Spatial heterogeneity and drivers of pulmonary tuberculosis in Guangzhou: a street-level analysis of residents and migrant subgroups from 2015 to 2023
摘要
Rapid urbanisation and internal migration may reshape fine-scale tuberculosis (TB) risk within cities, yet street-level evidence by migrant subgroup remains limited. We quantified the street-level spatial heterogeneity of pulmonary TB in Guangzhou, China, and assessed individual- and area-level drivers to inform risk-stratified active case finding and targeted prevention strategies.
MethodsWe analysed 74,449 pulmonary TB cases from Guangzhou's TB surveillance system (2015–2023). Cases were categorised according to household registration as registered residents, intra-provincial migrants (within Guangdong), or inter-provincial migrants (outside Guangdong). We calculated street-level incidence and mapped spatial patterns. Hotspots were identified using the local Getis-Ord Gi* statistic. Subgroup risk patterns were compared using adaptive-kernel log-relative risk surfaces. A multilevel Bayesian logistic regression model was used to identify individual-level factors associated with hotspot residence, accounting for street-level clustering. Alternative random-effects structures, including spatial specifications, were compared during model selection. Street-level environmental determinants were assessed using hierarchical Bayesian negative binomial models fitted with INLA and multi-source indicators.

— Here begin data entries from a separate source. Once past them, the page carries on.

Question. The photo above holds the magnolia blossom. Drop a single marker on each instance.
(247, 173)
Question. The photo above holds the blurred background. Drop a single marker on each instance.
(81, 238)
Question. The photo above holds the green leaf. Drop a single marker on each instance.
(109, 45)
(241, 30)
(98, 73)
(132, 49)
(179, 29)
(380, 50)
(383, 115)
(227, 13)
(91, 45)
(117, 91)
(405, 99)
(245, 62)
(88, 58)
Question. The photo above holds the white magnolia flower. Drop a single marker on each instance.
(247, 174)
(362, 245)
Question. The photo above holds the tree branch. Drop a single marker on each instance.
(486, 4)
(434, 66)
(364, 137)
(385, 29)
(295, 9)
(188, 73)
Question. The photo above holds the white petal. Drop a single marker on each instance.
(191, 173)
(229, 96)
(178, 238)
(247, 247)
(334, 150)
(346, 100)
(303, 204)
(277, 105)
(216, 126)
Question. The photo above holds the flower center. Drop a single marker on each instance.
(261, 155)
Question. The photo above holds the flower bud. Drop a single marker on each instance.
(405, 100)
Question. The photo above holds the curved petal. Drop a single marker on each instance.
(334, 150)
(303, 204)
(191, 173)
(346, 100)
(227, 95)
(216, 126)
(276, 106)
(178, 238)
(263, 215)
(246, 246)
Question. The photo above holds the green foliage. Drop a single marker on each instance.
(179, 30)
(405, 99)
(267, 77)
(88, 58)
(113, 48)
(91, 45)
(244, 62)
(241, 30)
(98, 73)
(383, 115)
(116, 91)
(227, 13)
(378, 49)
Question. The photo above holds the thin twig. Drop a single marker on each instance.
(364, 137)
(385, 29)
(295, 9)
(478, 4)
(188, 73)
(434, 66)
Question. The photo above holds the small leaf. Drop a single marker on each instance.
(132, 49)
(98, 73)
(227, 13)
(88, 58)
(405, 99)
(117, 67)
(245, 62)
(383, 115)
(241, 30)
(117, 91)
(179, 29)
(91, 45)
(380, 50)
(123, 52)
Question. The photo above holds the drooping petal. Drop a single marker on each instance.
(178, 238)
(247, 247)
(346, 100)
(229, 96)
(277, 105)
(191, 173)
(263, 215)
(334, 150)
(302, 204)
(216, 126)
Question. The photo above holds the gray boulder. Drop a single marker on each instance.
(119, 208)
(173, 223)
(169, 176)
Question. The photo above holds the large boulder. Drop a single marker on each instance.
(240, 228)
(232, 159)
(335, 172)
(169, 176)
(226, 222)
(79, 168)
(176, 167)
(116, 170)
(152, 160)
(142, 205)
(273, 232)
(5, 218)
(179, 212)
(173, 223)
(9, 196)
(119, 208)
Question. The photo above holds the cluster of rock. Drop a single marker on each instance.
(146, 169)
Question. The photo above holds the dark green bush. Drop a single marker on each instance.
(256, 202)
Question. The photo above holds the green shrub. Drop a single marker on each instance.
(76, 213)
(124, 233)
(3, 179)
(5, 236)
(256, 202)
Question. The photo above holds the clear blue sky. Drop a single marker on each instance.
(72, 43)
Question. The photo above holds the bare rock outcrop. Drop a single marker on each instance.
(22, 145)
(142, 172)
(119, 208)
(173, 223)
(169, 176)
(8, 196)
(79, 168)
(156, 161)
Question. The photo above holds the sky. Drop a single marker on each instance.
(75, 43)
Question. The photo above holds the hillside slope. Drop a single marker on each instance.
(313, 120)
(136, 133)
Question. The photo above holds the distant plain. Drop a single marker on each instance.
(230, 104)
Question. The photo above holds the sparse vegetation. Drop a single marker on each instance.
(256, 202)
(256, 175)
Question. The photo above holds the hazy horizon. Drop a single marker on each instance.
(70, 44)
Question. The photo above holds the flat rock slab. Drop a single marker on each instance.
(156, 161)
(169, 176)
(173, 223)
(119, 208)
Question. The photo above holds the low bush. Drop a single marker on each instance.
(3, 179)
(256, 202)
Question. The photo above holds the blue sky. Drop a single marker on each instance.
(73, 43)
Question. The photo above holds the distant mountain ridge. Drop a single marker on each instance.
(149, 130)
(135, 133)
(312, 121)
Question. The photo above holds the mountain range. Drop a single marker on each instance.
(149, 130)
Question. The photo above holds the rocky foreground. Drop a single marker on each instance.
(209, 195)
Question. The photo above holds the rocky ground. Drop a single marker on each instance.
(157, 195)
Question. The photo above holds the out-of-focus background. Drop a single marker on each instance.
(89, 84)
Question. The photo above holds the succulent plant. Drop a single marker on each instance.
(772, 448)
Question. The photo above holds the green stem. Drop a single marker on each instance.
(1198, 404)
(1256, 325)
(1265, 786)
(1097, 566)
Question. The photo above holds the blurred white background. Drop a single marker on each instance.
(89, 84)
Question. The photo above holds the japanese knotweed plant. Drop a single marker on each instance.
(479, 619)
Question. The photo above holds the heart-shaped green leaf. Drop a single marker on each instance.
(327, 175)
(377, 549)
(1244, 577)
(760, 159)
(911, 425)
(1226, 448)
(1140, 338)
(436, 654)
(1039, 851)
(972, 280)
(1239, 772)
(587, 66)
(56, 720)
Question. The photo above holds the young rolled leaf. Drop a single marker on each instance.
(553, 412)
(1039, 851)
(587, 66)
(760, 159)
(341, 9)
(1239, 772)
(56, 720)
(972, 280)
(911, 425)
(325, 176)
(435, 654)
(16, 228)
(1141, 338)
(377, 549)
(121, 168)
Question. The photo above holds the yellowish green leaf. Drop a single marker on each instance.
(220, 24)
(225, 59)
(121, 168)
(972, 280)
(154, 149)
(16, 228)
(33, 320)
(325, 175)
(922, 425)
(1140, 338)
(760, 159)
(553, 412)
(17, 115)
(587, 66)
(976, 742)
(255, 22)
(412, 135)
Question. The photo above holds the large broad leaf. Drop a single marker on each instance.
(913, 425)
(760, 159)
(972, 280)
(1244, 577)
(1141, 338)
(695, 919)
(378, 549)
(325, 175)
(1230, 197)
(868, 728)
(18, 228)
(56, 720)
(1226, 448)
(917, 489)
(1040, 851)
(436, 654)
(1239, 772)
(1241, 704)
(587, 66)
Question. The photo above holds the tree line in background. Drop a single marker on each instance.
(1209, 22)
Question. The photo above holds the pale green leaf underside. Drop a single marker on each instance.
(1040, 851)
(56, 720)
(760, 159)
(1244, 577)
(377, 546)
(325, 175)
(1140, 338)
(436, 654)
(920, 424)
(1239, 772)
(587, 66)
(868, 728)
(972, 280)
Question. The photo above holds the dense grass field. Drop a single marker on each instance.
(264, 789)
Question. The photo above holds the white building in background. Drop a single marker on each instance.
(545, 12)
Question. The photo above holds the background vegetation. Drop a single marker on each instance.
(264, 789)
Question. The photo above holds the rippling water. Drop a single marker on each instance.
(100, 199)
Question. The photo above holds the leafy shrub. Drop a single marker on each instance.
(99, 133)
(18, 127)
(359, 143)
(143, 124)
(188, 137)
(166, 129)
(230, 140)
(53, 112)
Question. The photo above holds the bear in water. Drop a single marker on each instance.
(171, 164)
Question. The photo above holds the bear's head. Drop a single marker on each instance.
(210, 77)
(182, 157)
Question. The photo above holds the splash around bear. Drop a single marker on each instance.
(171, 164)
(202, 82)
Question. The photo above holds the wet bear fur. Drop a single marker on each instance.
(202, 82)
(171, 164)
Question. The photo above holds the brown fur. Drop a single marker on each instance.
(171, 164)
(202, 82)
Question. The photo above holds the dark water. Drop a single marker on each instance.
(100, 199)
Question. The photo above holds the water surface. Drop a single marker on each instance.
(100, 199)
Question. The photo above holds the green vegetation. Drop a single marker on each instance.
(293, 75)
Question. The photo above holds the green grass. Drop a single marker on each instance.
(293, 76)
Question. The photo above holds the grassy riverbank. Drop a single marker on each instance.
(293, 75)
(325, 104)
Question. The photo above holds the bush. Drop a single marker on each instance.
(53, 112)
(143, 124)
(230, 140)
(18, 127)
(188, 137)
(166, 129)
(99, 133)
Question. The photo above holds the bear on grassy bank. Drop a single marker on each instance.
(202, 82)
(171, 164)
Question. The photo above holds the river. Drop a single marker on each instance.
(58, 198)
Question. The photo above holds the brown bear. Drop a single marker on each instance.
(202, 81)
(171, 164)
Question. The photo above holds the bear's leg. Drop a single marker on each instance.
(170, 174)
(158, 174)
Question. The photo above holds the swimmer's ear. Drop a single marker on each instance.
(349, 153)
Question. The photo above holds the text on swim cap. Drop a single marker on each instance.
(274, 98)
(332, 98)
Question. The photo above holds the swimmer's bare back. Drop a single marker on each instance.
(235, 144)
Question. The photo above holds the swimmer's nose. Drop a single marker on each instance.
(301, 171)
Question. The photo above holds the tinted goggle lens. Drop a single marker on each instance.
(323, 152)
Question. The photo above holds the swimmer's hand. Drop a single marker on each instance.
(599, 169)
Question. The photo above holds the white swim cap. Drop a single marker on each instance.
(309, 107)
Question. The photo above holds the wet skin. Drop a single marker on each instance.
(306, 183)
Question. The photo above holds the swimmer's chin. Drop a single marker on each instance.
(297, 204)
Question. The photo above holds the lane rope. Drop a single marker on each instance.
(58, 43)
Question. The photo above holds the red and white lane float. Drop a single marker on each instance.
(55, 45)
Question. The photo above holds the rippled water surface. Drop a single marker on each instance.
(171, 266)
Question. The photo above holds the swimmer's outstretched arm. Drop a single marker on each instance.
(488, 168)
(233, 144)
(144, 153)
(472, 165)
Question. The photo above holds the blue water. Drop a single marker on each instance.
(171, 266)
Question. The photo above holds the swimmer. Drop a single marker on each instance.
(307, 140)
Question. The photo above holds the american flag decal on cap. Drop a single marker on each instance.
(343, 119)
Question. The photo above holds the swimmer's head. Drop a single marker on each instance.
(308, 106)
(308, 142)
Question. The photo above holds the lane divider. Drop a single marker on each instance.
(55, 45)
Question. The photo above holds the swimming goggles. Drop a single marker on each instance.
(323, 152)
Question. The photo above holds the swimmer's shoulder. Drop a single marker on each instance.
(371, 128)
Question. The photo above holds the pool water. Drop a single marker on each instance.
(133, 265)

ResultsTB incidence showed substantial street-level spatial heterogeneity, with hotspots concentrated in the central urban core. Age-standardised incidence was highest among inter-provincial migrants (47.24 per 100,000), followed by residents (42.69 per 100,000) and intra-provincial migrants (28.86 per 100,000). However, inter‑provincial migrants were less likely to reside in hotspots compared with residents (aOR = 0.850, 95% CrI: 0.740, 0.987). Cases detected via active screening were also less likely to live in hotspots relative to those identified through symptom‑based consultation (aOR = 0.396, 95% CrI: 0.168, 0.931). In the Bayesian model, a higher street-level per capita GDP was associated with an increased TB risk (relative risk [RR] per one standard deviation [SD] increase = 1.184, approximately equivalent to a 1,000 Chinese yuan increase), while a higher proportion of intra-provincial migrants was associated with a decreased risk (RR per one SD increase = 0.895, approximately equivalent to a 10 percentage-point increase). Incidence among inter-provincial migrants correlated with the TB burden in provinces of origin (ρ = 0.56).
ConclusionPulmonary TB in Guangzhou exhibits pronounced street-level spatial heterogeneity. This study found that active screening was associated with a lower likelihood of residing in a TB hotspot after accounting for street-level clustering, suggesting that estimates may be biased if this geographic context is ignored. Two priority profiles emerged from the analysis: older adults living in central hotspot communities, and inter-provincial migrants who had the highest overall incidence and a clear ecological linkage to origin-province burden. We therefore recommend risk-stratified, spatially targeted interventions, including intensified active screening for the elderly in hotspot streets, and enhanced cross-provincial coordination for TB control among inter-provincial migrants.